Gary hammered nails into a pizza box, muttering, “This is art, not a trash can!” His backyard resembled a junkyard: old shoes, salad bowls, and a defunct toaster dangled like modern sculpture. Mrs. Pudelwick, her eyebrows sharp as ice picks, stomped over. “What in heaven’s name is that?” she hissed, eyeing a birdhouse shaped like a neon orange spaceship.
“It’s a *statement*!” Gary yelled, swinging a paintbrush like a conductor’s baton. “Birds need style!” He splattered glitter on the toaster roof, which promptly short-circuited. Sparks flew. Mrs. Pudelwick yelped, swatting at smoke with a gardening glove.
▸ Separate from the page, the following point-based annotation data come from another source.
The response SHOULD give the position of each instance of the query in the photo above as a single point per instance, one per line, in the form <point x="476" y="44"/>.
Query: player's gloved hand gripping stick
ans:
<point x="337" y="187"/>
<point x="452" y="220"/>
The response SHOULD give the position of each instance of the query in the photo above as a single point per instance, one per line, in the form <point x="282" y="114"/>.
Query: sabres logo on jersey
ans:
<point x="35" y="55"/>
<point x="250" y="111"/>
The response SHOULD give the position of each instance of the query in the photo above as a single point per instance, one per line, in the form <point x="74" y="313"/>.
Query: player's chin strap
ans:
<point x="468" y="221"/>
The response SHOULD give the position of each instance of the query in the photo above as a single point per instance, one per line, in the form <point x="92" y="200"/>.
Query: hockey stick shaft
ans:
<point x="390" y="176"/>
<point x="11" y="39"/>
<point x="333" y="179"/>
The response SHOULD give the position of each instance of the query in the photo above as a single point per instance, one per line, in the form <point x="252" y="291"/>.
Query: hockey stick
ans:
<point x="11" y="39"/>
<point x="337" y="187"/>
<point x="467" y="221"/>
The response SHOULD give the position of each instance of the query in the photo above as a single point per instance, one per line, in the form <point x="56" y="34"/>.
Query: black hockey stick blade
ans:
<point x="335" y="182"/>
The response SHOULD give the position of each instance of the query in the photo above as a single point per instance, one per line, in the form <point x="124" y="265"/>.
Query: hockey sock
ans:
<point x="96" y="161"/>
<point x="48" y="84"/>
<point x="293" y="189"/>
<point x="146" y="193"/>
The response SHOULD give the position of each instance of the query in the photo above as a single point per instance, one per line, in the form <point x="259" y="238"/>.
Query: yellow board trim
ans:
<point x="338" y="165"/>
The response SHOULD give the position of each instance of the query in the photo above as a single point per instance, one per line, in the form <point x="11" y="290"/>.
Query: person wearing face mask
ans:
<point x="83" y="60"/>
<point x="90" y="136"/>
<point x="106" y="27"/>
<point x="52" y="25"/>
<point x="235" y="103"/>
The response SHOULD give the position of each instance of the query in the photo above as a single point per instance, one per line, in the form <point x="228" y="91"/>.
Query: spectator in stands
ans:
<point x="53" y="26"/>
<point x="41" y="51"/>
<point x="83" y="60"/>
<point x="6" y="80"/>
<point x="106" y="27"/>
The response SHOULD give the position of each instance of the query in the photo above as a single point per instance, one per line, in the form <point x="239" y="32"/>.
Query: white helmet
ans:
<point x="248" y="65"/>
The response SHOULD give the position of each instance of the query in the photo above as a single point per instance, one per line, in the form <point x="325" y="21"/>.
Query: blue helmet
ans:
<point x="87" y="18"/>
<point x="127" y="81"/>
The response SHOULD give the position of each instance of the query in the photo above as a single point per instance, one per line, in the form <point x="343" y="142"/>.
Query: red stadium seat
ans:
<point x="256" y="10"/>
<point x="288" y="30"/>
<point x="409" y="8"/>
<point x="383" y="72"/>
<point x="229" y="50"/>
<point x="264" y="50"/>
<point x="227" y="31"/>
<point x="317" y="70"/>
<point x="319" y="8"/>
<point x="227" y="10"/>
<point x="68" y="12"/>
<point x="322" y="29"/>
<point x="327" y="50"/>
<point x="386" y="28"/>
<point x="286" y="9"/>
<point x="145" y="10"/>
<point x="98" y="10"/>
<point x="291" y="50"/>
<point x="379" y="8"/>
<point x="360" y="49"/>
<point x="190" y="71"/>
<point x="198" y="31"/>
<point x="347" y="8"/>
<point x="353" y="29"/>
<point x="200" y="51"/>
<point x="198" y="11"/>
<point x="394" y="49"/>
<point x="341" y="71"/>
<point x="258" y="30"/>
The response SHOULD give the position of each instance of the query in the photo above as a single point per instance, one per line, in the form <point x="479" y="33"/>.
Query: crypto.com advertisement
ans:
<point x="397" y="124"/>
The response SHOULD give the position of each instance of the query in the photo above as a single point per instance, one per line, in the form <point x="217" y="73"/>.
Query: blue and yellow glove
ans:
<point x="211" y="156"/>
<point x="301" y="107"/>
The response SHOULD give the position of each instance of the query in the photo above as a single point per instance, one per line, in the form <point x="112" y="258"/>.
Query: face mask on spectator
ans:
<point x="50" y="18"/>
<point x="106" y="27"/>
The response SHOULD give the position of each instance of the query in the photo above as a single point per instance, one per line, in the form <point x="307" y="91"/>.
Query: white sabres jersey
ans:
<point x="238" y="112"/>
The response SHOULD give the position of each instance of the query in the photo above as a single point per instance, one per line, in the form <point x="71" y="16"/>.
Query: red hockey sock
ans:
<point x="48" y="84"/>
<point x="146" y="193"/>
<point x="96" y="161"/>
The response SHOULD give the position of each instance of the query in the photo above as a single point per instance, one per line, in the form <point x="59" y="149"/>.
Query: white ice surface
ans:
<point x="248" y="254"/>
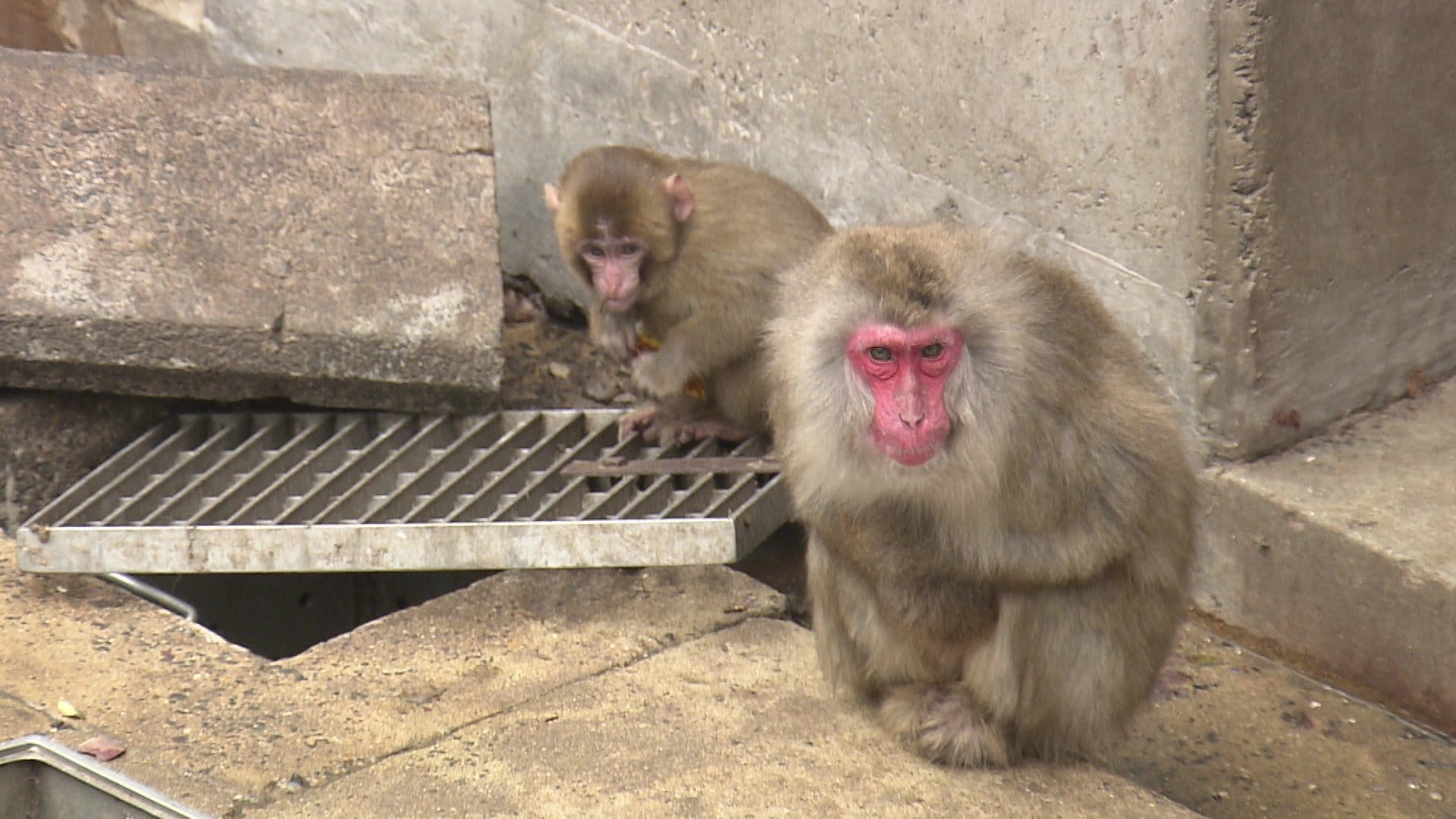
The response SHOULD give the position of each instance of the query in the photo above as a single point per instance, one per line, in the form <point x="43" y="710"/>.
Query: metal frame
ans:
<point x="367" y="491"/>
<point x="111" y="795"/>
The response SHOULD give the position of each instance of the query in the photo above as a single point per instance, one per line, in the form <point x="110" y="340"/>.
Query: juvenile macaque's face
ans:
<point x="617" y="268"/>
<point x="906" y="372"/>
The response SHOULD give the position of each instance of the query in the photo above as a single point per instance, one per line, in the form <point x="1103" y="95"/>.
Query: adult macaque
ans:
<point x="999" y="503"/>
<point x="683" y="259"/>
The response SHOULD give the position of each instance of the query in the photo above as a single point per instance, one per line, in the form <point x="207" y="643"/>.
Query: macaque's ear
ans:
<point x="677" y="188"/>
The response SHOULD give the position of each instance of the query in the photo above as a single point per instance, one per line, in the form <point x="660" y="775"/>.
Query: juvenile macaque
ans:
<point x="683" y="259"/>
<point x="999" y="503"/>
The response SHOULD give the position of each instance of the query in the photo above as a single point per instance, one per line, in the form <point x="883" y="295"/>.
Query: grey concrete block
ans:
<point x="206" y="720"/>
<point x="248" y="234"/>
<point x="1345" y="553"/>
<point x="49" y="441"/>
<point x="1334" y="237"/>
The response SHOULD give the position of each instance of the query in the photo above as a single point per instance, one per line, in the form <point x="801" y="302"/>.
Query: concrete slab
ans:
<point x="248" y="234"/>
<point x="216" y="726"/>
<point x="1345" y="551"/>
<point x="737" y="723"/>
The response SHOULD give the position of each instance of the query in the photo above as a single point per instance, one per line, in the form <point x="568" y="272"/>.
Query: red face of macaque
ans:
<point x="617" y="267"/>
<point x="906" y="372"/>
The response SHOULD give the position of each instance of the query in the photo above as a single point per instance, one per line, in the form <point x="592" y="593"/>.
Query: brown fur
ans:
<point x="1017" y="594"/>
<point x="707" y="283"/>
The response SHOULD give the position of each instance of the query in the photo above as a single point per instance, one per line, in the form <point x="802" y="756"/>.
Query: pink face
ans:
<point x="906" y="372"/>
<point x="617" y="265"/>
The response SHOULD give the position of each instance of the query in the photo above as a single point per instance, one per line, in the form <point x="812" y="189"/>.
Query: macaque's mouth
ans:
<point x="908" y="455"/>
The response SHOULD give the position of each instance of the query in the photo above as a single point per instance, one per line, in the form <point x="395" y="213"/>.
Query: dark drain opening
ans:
<point x="280" y="615"/>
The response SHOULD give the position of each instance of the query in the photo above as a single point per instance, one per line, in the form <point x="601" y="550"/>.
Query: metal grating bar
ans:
<point x="478" y="472"/>
<point x="338" y="491"/>
<point x="482" y="504"/>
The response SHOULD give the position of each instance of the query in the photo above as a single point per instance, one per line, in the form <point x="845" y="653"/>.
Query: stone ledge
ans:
<point x="243" y="232"/>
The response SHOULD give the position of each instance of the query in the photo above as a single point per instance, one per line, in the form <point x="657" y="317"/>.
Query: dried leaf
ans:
<point x="102" y="748"/>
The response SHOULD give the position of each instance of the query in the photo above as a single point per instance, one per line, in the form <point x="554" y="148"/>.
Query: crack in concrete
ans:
<point x="661" y="646"/>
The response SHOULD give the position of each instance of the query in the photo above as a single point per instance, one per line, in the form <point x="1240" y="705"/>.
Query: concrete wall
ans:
<point x="1088" y="121"/>
<point x="1334" y="280"/>
<point x="1258" y="188"/>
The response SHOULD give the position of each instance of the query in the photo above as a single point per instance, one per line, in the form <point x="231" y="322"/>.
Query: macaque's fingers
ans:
<point x="639" y="420"/>
<point x="691" y="253"/>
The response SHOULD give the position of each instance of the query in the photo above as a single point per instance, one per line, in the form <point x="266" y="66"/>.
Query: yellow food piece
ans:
<point x="695" y="387"/>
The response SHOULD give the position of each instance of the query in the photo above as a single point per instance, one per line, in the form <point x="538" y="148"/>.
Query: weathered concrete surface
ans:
<point x="1345" y="551"/>
<point x="475" y="676"/>
<point x="246" y="234"/>
<point x="49" y="441"/>
<point x="1335" y="270"/>
<point x="1136" y="139"/>
<point x="175" y="30"/>
<point x="1085" y="120"/>
<point x="714" y="727"/>
<point x="213" y="725"/>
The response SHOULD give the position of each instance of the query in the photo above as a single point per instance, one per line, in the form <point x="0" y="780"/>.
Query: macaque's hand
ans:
<point x="657" y="375"/>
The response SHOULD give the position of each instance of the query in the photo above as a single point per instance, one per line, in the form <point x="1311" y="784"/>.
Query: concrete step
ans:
<point x="240" y="232"/>
<point x="655" y="692"/>
<point x="1343" y="554"/>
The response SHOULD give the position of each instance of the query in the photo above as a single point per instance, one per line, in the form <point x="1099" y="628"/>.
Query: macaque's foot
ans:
<point x="721" y="430"/>
<point x="944" y="725"/>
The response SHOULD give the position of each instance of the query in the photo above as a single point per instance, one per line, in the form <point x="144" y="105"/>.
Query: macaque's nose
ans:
<point x="910" y="410"/>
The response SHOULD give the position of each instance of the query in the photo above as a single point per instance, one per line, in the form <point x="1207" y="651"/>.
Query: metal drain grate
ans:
<point x="366" y="491"/>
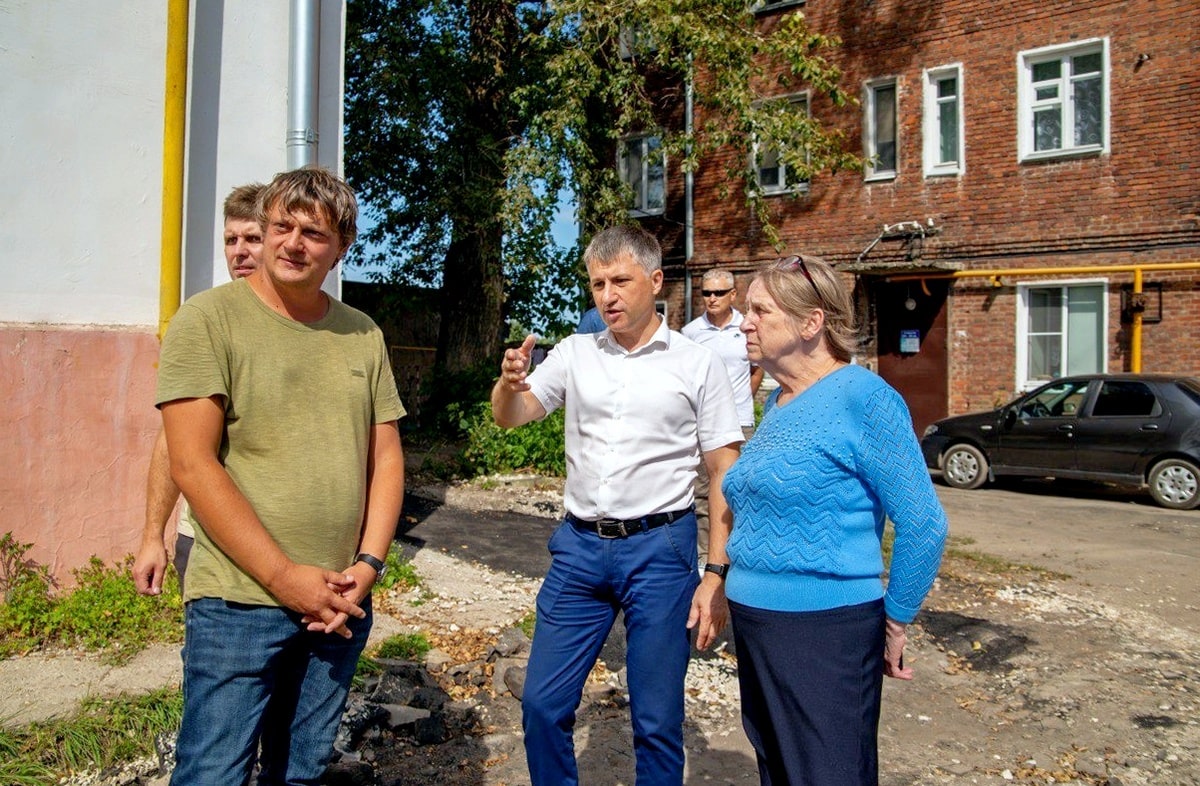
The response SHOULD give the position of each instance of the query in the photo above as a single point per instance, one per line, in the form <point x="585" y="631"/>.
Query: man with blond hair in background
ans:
<point x="281" y="417"/>
<point x="720" y="329"/>
<point x="243" y="238"/>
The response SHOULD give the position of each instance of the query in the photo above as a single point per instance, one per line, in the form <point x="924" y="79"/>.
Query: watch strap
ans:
<point x="379" y="565"/>
<point x="715" y="568"/>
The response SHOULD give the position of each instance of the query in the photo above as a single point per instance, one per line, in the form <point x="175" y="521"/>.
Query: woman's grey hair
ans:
<point x="617" y="241"/>
<point x="801" y="285"/>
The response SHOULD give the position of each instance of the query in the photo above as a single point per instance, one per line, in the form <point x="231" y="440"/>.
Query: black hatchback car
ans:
<point x="1138" y="430"/>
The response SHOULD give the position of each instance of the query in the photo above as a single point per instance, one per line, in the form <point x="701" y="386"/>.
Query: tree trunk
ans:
<point x="473" y="277"/>
<point x="472" y="301"/>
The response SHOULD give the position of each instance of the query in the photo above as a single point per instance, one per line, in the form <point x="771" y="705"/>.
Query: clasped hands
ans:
<point x="325" y="599"/>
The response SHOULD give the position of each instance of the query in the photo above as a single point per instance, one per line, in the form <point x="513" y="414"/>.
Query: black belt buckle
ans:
<point x="611" y="528"/>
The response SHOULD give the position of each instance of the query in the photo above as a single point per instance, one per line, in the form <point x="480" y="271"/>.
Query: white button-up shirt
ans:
<point x="636" y="421"/>
<point x="730" y="343"/>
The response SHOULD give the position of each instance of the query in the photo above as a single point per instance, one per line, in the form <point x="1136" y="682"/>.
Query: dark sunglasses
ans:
<point x="796" y="262"/>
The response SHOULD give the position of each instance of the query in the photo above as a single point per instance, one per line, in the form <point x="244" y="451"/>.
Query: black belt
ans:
<point x="612" y="528"/>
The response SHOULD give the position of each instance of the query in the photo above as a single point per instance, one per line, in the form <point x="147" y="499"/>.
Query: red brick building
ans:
<point x="1027" y="161"/>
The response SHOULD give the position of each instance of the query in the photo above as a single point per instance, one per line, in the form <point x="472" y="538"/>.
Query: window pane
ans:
<point x="769" y="171"/>
<point x="1048" y="70"/>
<point x="631" y="169"/>
<point x="1045" y="357"/>
<point x="886" y="127"/>
<point x="655" y="178"/>
<point x="1085" y="325"/>
<point x="1045" y="310"/>
<point x="948" y="131"/>
<point x="1125" y="399"/>
<point x="1089" y="130"/>
<point x="1048" y="130"/>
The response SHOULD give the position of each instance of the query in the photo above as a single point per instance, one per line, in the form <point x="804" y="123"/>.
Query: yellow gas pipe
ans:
<point x="171" y="264"/>
<point x="1137" y="270"/>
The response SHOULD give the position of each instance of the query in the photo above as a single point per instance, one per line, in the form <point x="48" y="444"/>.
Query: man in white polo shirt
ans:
<point x="720" y="329"/>
<point x="642" y="406"/>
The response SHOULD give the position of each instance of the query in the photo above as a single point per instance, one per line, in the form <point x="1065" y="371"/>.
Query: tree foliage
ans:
<point x="465" y="120"/>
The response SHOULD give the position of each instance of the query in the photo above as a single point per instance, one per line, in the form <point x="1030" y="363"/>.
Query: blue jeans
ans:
<point x="649" y="576"/>
<point x="239" y="659"/>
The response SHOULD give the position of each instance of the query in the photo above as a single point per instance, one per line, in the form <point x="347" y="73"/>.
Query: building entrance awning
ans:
<point x="915" y="267"/>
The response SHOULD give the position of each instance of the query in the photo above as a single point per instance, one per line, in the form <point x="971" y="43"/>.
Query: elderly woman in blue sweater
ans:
<point x="833" y="459"/>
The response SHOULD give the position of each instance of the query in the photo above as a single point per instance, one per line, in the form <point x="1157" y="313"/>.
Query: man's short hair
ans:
<point x="625" y="239"/>
<point x="311" y="190"/>
<point x="241" y="204"/>
<point x="717" y="274"/>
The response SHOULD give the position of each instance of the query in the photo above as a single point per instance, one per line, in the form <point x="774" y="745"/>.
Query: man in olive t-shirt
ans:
<point x="280" y="411"/>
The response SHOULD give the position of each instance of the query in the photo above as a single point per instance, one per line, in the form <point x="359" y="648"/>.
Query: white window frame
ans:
<point x="1023" y="324"/>
<point x="931" y="124"/>
<point x="1029" y="102"/>
<point x="783" y="187"/>
<point x="870" y="147"/>
<point x="641" y="196"/>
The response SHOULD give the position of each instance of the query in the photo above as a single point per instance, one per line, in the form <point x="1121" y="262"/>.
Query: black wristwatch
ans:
<point x="714" y="568"/>
<point x="379" y="565"/>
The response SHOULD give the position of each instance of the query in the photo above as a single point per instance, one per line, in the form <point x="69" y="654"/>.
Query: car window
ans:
<point x="1191" y="388"/>
<point x="1126" y="399"/>
<point x="1060" y="400"/>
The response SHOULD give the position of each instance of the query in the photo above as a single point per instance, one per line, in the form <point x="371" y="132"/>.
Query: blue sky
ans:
<point x="564" y="229"/>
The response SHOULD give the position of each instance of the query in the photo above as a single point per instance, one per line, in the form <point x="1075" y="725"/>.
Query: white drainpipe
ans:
<point x="689" y="216"/>
<point x="304" y="61"/>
The next morning, a flock of sparrows pecked at the contraption. Gary gasped. “They’re *intrigued*!” But the birds fled when the pizza box roof creaked open, revealing a nest of used tissues and a single rubber chicken. Mrs. Pudelwick snorted. “You’ve turned my yard into a circus.”
Weeks later, a local art blog featured Gary’s “Avian Abstraction.” He received a check, a thank-you note, and a cease-and-desist from the bird union. Gary smiled, spray-painting the rubber chicken gold. “Next project: a duck pond made of old microwaves.”